I think you’re missing a different piece of the puzzle here which is that if I pay $10 for the first gallon of water and next to nothing for the next 500, I have an incentive to use more water and not less. I’ve paid for it anyway.
When you’re trying to solve public policy problems especially where conservation is concerned the notion of math gets complicated very quickly.
Additionally, the worst strains on the grid are really measured by the peak loads, so if you change billing a way that makes the peak energy less expensive, and therefore disincentivize people to (a) reduce usage at peak times or (b) install solar panels/batteries to mitigate their peak usage, then it actually might make the grid more unreliable.
Water is different in that we really only have usage concerns about water, AFAIK there is never any issue with the water pressure drops at peak times (perhaps thanks to water towers). With electricity the concerns are mostly about the peak usage, and not so much the overall usage.
Yes, that's what you see in the commercial side, where demand charges based on your highest peak usage in a month are common. However, they are un-intuitive and easy to generate big bills for small amounts of power used, so I agree with the general idea that they're not a good idea for residential users.

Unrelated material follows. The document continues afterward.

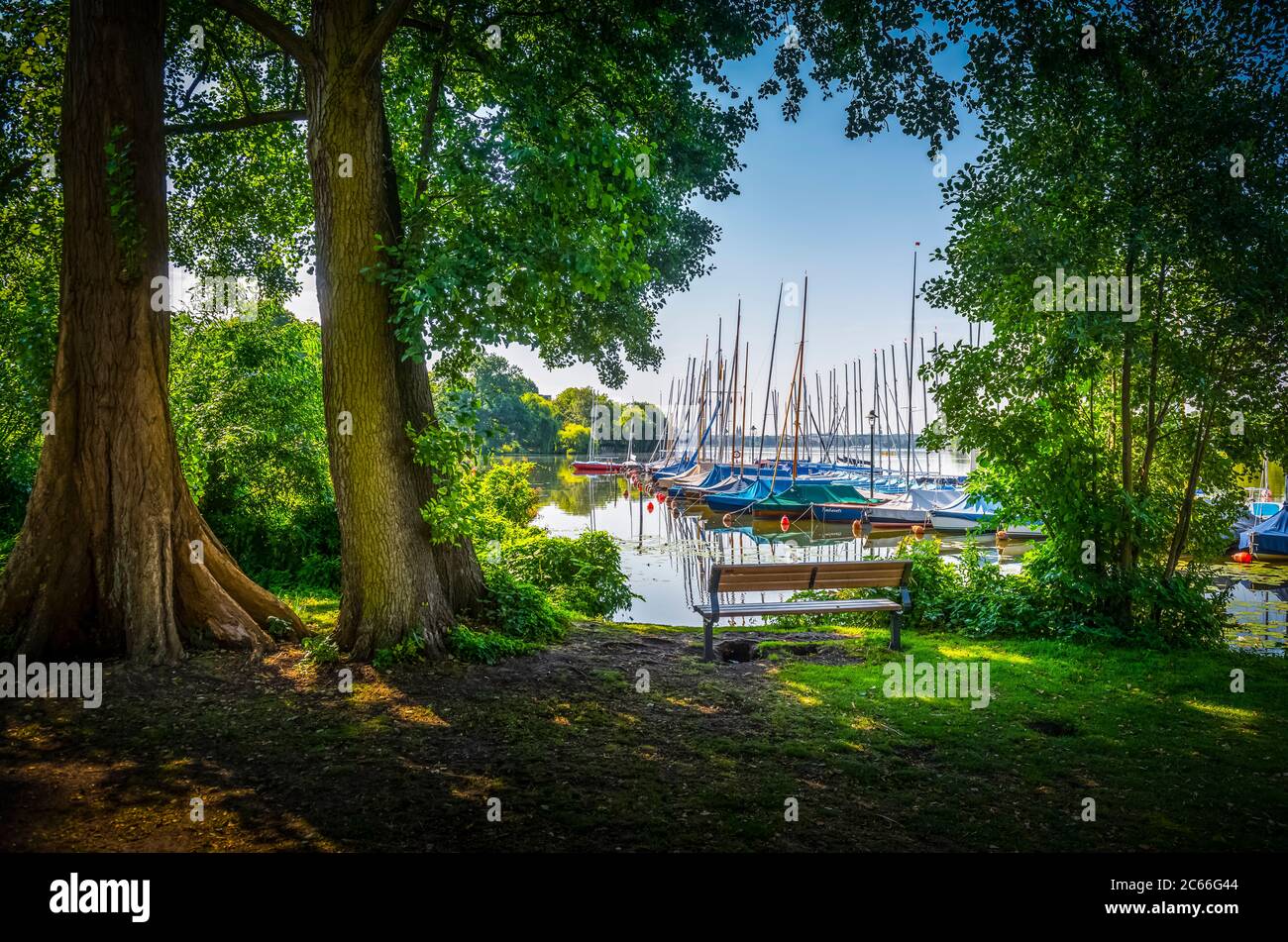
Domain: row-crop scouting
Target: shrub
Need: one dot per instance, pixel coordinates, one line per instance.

You could institute something like time-of-day-based fees based on average demand for residential users without having the large unexpected bill problem.

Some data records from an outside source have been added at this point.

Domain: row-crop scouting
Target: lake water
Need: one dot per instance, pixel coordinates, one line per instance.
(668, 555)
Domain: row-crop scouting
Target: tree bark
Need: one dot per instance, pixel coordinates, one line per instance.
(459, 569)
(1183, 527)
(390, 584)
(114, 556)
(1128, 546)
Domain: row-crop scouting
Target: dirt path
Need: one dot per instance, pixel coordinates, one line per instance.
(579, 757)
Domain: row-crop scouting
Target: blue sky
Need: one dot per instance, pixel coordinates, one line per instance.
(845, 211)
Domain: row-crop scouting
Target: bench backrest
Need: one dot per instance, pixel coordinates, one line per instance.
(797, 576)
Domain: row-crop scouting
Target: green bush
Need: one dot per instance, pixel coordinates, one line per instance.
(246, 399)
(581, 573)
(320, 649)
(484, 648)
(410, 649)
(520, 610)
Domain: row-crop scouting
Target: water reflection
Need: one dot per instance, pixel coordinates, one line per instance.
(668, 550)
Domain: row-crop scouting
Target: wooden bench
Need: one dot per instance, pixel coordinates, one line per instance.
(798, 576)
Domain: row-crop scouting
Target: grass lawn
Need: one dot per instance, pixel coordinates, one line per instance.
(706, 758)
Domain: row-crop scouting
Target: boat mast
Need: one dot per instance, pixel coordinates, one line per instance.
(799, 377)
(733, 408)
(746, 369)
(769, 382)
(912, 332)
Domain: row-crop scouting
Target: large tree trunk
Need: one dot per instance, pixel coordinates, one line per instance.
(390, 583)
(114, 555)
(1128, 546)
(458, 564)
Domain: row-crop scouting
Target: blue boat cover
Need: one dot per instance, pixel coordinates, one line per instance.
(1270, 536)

I’m told that Industry gets charged not by how much current they draw but by how much it distorts the grid power waveforms. In fact there are experimental designs out there for power correction facilities that delay the waveforms by for instance 90% of a wavelength (so everything lines up again) and convert the delta to DC to store in batteries. The battery power can be used for their own purposes or to reinject in low voltage situations.

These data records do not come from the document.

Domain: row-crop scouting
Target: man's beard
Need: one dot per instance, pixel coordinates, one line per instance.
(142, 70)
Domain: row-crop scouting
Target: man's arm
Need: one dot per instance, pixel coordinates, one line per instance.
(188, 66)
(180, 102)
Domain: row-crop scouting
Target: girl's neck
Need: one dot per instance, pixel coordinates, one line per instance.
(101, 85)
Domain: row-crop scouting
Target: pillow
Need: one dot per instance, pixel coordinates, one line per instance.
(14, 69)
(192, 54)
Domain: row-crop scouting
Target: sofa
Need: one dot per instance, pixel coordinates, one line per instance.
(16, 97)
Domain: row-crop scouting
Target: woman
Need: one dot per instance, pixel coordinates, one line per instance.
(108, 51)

I was watching this one video where they were talking about how they dropped their electric bill by changing how whatever machine they were demonstrating started up. Instead of off to full on they set it to ramp up slow enough to not push them into the higher peak pricing bracket. Electricity usage was the same overall but the bill was less.
Perhaps, but if we want to dis-incentivize usage as a political policy, we can just increase the usage charge above from "next to nothing". For power, generation costs in California run from $150/MWh to -$150/MWh:
https://www.caiso.com/TodaysOutlook/Pages/prices.aspx
$0.15/kWh seems like enough to begin the dis-incentivizing of usage, and that can certainly be pushed up more.
So we’re going to reduce the hourly rate and charge a base fee, and then increase the hourly rate back to the old value?
So you’re asking for a regressive rate in electricity.
If your solution to a public policy issue is “why don’t we just” then you don’t understand the issue. I’m just pointing out externalities that you guys aren’t thinking about when shooting the shit about upcharging low income families and allowing the rich to get richer. You are contributing to the problems we complain about.
Certainly such a model is regressive, but it is in line with the actual costs of service. In my opinion, it's better to have a pricing model that reflects the actual costs of service, then an explicit subsidy to repair the regressivity issue, such as the Consumers Affordable Resource for Energy (CARE) Program in California.
Using usage as a proxy for value-received from the grid worked fine when there was a monopoly provider, but with distributed solar being a thing, we have to move off of the model, or we end up with an even more regressive system. As I noted before, we use these systems for water, gas, and other utilities, so we have methods for addressing their natural regressiveness.
Alternately, if you feel (and this is reasonable) that power should be a ubiquitous service provided to everyone, take over the grid, pay for maintenance and development of the grid with tax dollars, and bill only for generation/usage after a reasonable base allocation.
Theoretically, you could add a third type of charge related to the externalities associated with your consumption. I'm not sure exactly how the accounting would work, but maybe an escalating fee based on the amount you consume. My utility actually does this with electricity, where the rate goes up after your first 1000 kWh. Obviously this could get more elaborate.
Note: the most recent English document still describes this as "planned", but it has been approved and has gone into effect with the start of 2023.
The difference is though that the state subsidies the "cheaper" rate. When a customer has consumed the subsidized amount of electricity or gas, they pay the full market price.
When you’re trying to solve public policy problems especially where conservation is concerned the notion of math gets complicated very quickly.